Смекни!
smekni.com

А. А. Леонтьев психология общения (стр. 19 из 60)

Возвращаясь к речевому общению, еще раз укажем, что таким квазиобъектам, как знаки языка, адекватны два вида деятельности: деятельность познания (когнитивная) и деятельность общения. Выбор той или другой деятельности, включение квазиобъекта в ту или иную структуру зависит от той задачи, которая стоит перед субъектом. Это следует специально подчеркнуть: дело в том, что разделяя вслед за большинством советских психологов понятие проблемной ситуации и задачи, мы считаем совершенно неверным искать специфику коммуникативного (или, соответственно, когнитивного) употребления знака в особенностях проблемной ситуации. Он становится элементом проблемной ситуации благодаря тому, что возникает та или иная задача.
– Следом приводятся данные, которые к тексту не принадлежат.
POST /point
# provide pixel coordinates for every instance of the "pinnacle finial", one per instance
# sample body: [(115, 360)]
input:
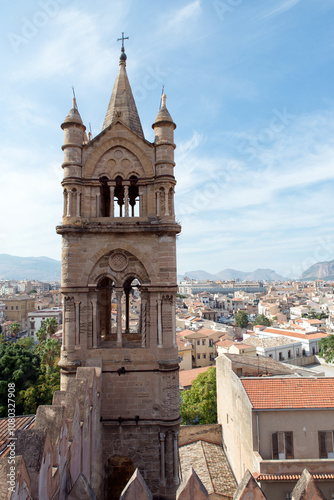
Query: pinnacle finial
[(74, 100), (123, 55)]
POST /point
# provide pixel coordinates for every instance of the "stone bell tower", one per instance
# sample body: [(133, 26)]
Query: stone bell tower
[(119, 286)]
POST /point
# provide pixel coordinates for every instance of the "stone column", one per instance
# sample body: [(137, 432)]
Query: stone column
[(69, 323), (65, 203), (77, 323), (78, 203), (176, 458), (172, 202), (112, 194), (119, 294), (166, 202), (141, 198), (69, 201), (143, 320), (127, 310), (126, 201), (162, 437), (174, 322), (159, 322), (98, 204), (94, 322)]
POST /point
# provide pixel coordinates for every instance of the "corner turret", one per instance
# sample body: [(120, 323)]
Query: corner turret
[(74, 136), (164, 127)]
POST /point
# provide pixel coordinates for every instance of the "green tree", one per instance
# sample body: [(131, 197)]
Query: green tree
[(326, 348), (49, 352), (262, 320), (48, 328), (199, 404), (241, 319), (15, 328), (27, 342), (19, 365)]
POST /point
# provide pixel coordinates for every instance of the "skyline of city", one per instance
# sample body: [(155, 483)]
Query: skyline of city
[(249, 87)]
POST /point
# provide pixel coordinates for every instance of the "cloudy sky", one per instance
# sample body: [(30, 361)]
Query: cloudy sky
[(249, 85)]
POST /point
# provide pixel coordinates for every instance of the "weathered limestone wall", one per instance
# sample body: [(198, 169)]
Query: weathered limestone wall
[(64, 443), (190, 433)]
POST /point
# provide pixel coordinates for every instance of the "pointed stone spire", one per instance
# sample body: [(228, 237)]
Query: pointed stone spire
[(248, 488), (307, 488), (163, 115), (74, 115), (192, 488), (122, 105), (136, 489)]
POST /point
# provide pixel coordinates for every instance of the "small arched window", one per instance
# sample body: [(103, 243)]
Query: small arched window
[(134, 196), (105, 197), (119, 194)]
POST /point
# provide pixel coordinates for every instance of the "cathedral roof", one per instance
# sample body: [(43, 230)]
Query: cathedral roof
[(122, 106)]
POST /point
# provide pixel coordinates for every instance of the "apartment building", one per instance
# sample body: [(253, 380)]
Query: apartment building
[(276, 427)]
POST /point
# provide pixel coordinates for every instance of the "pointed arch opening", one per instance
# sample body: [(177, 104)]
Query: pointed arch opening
[(119, 195), (134, 196), (132, 312), (105, 197), (105, 289)]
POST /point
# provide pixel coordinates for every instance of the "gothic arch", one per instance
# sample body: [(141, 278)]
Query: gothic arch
[(92, 269), (121, 142)]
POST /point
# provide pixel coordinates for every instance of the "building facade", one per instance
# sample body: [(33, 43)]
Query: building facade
[(119, 286)]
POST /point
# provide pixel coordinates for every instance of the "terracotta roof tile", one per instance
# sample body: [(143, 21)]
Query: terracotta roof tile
[(284, 393)]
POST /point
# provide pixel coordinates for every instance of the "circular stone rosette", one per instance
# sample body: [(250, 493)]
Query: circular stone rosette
[(118, 262)]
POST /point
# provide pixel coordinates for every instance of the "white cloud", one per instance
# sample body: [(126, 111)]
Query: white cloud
[(283, 7), (179, 20)]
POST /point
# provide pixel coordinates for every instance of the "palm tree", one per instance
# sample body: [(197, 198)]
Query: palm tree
[(49, 352), (48, 328), (15, 328)]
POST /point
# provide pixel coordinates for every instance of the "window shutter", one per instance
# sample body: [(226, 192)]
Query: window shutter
[(288, 445), (322, 444), (274, 440)]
Как уже отмечалось выше, когнитивный аспект языка выступает по крайней мере в трех ситуациях его использования. Мы имеем в виду, во-первых, язык как орудие общественного познания, как орудие получения обществом новых знаний. Именно языковая природа человеческого мышления в его развитых формах и обеспечивает для человека возможность оперировать образами и понятиями, формировать суждения и совершать умозаключения и в результате всего этого, не обращаясь непосредственно к предметной действительности, получать о ней новое познание. Во-вторых, язык является орудием индивидуального познания, способом решения отдельным человеком познавательной задачи. Разница между первой и второй ситуациями не носит психологического характера: никакое знание не может стать общественным прежде, чем оно пройдет через “индивидуальную голову”, и с психологической стороны безразлично, насколько результат познания общественно значим. В-третьих, язык является средством “распредмечивания” объективной действительности, важнейшим орудием социализации личности, о которой мы будем специально говорить в следующей главе.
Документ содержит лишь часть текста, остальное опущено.